What has Newton done to accommodate this surge in female athletes over the decades? Not much. There are not enough rectangle fields that support the sports women play the most, and many of them are shared with baseball or softball, making them unavailable in the Spring.

Using Google maps and the Newton website, I’ve been able to complete a thorough analysis of all of the fields in Newton that are safe for play. There are only seven full sized, dedicated (not shared with another field) “rectangle” fields for the youth athletes that need them. The other seven multi-purpose fields are shared with either softball or baseball, so they are only available in the Fall. The result is that women’s teams are “crammed in” to insufficient field space every year, which reduces practice quality (in some cases three teams share a field) and causes grass fields to be overused, degrading their quality.
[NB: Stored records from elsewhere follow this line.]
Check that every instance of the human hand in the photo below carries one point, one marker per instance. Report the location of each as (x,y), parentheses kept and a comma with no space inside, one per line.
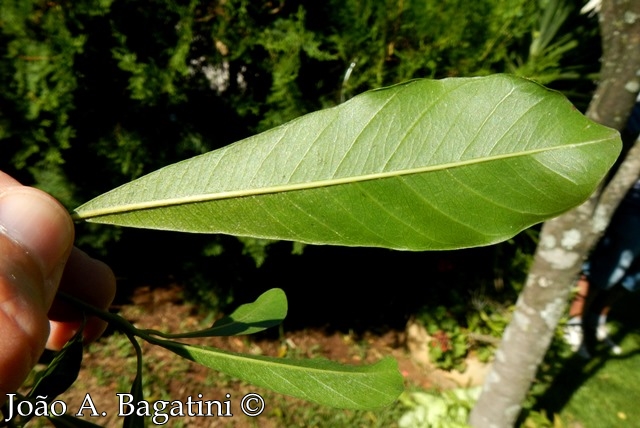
(37,258)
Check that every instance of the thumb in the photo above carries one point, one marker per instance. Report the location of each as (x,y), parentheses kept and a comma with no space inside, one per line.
(36,237)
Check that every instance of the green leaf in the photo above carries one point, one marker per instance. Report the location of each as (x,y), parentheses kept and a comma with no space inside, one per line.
(269,310)
(135,420)
(61,372)
(422,165)
(319,380)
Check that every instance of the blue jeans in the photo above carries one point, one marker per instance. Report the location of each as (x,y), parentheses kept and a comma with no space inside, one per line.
(615,259)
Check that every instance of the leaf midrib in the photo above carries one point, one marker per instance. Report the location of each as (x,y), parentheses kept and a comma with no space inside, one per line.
(290,187)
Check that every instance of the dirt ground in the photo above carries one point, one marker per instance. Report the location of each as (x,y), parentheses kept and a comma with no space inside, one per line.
(109,365)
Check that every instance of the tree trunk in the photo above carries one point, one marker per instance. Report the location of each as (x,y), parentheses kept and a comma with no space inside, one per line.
(566,241)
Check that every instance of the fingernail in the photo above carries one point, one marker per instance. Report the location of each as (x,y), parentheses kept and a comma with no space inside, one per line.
(40,225)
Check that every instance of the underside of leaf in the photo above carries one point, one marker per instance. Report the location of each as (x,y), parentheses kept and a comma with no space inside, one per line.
(423,165)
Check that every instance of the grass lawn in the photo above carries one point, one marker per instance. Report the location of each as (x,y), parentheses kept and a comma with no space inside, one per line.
(603,391)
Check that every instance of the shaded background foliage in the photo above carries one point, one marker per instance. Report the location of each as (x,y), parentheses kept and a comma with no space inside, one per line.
(99,92)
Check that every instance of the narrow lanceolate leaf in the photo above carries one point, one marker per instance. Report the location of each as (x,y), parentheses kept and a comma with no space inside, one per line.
(322,381)
(269,310)
(422,165)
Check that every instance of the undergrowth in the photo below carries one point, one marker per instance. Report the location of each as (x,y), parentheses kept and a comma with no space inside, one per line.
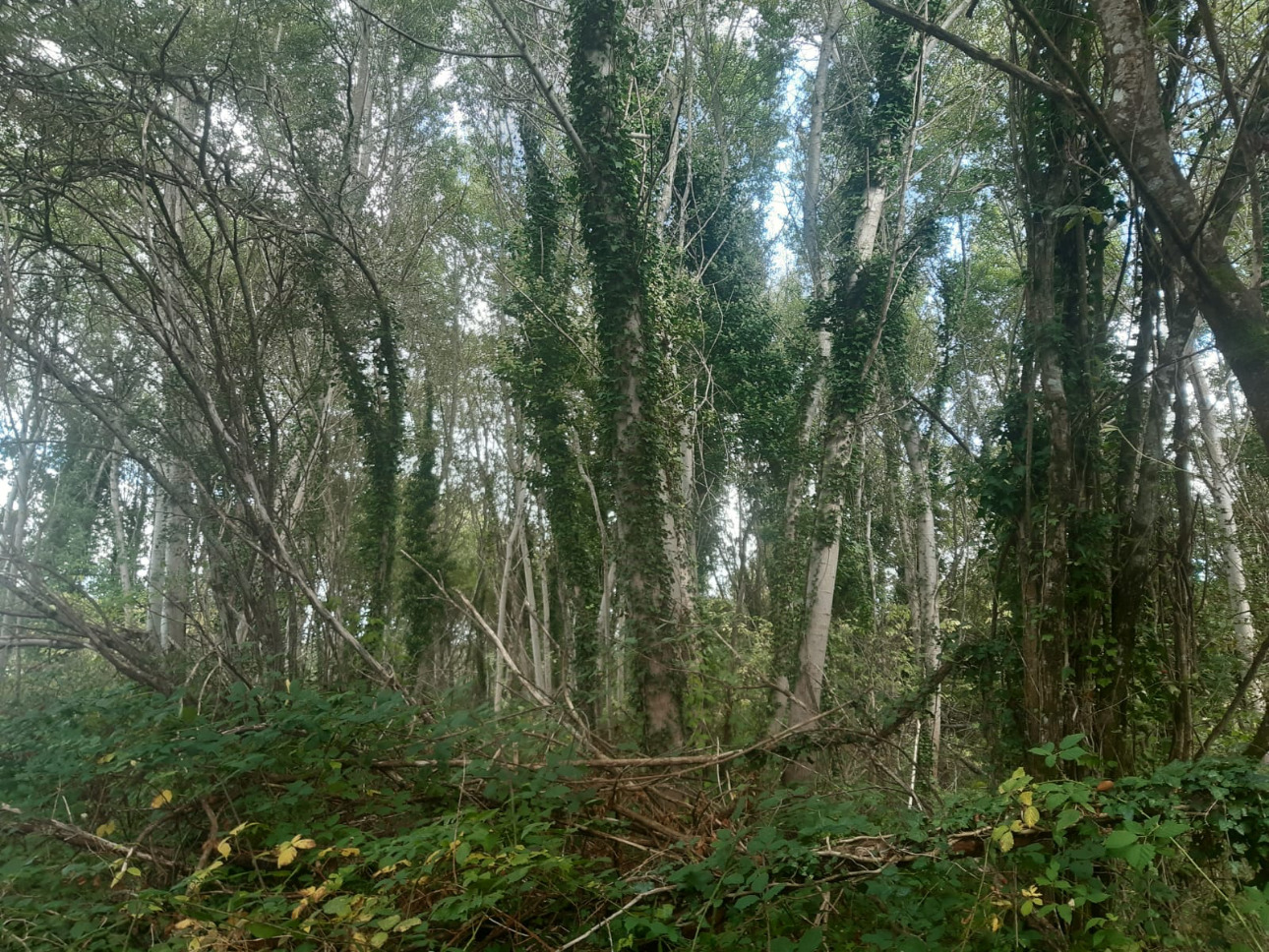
(310,821)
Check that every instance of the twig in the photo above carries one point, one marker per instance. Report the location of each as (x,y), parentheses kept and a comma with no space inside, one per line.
(602,922)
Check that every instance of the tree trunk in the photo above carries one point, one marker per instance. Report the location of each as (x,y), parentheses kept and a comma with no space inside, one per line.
(1194,243)
(1219,477)
(639,428)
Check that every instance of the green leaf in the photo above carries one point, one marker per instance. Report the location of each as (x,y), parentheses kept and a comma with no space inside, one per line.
(1118,839)
(263,930)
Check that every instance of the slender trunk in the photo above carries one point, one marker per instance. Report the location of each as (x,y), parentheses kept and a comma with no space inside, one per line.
(537,637)
(926,585)
(1193,240)
(1182,583)
(815,263)
(122,551)
(634,363)
(511,553)
(155,566)
(1219,477)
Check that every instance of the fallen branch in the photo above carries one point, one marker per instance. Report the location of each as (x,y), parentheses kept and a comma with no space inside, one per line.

It has been almost 50 years since Title Nine (of the Education Amendments Act of 1972) was passed to grant women equal access to athletics and athletic facilities. Why isn’t Newton addressing these challenges?
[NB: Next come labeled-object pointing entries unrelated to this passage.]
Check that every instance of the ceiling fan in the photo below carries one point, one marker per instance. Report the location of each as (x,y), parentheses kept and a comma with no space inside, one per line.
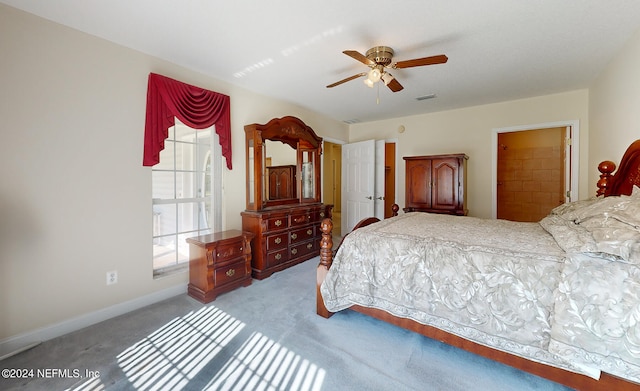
(379,59)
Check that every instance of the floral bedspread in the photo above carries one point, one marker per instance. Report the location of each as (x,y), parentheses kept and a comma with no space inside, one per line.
(564,292)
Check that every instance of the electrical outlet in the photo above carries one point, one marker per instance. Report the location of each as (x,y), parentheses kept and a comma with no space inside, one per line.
(112,277)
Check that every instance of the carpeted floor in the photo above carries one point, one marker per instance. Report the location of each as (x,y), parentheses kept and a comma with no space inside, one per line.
(263,337)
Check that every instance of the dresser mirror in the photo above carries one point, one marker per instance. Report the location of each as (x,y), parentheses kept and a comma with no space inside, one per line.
(283,167)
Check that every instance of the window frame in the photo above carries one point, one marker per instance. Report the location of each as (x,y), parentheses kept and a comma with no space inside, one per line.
(178,137)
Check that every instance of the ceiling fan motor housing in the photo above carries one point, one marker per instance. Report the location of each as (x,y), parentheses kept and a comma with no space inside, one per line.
(381,55)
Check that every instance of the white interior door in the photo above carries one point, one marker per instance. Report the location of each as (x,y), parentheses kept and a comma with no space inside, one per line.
(378,200)
(358,183)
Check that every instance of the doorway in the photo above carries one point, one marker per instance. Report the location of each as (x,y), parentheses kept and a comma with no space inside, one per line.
(533,172)
(332,179)
(368,182)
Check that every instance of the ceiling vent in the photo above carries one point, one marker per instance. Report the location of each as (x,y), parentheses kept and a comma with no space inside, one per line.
(425,97)
(351,121)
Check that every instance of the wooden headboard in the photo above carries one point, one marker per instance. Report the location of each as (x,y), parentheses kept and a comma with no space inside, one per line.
(628,174)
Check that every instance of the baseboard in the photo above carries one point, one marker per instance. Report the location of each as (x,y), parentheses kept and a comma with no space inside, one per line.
(19,343)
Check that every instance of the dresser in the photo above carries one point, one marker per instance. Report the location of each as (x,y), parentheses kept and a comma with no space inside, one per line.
(284,207)
(436,184)
(284,236)
(218,263)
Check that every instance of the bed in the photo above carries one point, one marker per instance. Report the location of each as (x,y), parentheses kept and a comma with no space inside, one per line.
(559,298)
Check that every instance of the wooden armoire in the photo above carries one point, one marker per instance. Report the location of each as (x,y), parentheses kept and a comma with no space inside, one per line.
(436,184)
(283,208)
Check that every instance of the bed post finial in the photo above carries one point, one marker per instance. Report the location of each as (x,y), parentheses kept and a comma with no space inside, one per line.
(606,168)
(326,259)
(326,243)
A common excuse is that “we don’t have the budget” for this. That is not true. There are a number of solutions that Newton can pursue.

  1. Commit Community Preservation Act (CPA) funds. These funds are designed to be used for a number of focus areas that include athletic fields (including lights and construction of new fields). They have been used sparingly for athletics. According to Newton’s CPC reports, there is over $10M in the CPA reserve waiting to be utilized.
  2. Charge market-rate rental fees and direct them to field maintenance. Newton’s fee structure falls below every surrounding community.
  3. Be more supportive of new funding models. For example, Newton has long restricted recognizing “sponsors” for our fields even when there are other cities that have been able to do this tastefully.

It’s time for Newton to “get on the field” and address gender inequity in athletics.

Justin Traxler, President, Newton Girls Soccer, Newton’s largest all female athletic program

Justin has coached both of his daughters’ soccer teams and is an avid soccer player. He has lived in Newton for over 20 years and has been the president of Newton Girls Soccer since 2017. Most recently, Justin founded the Newton Athletic Fields Foundation, a new organization focused on Newton’s Athletic Fields.

Note: This article has also been published as an opinion piece in the Newton Tab. I received permission from Justin to post it here as well. Paul Levy.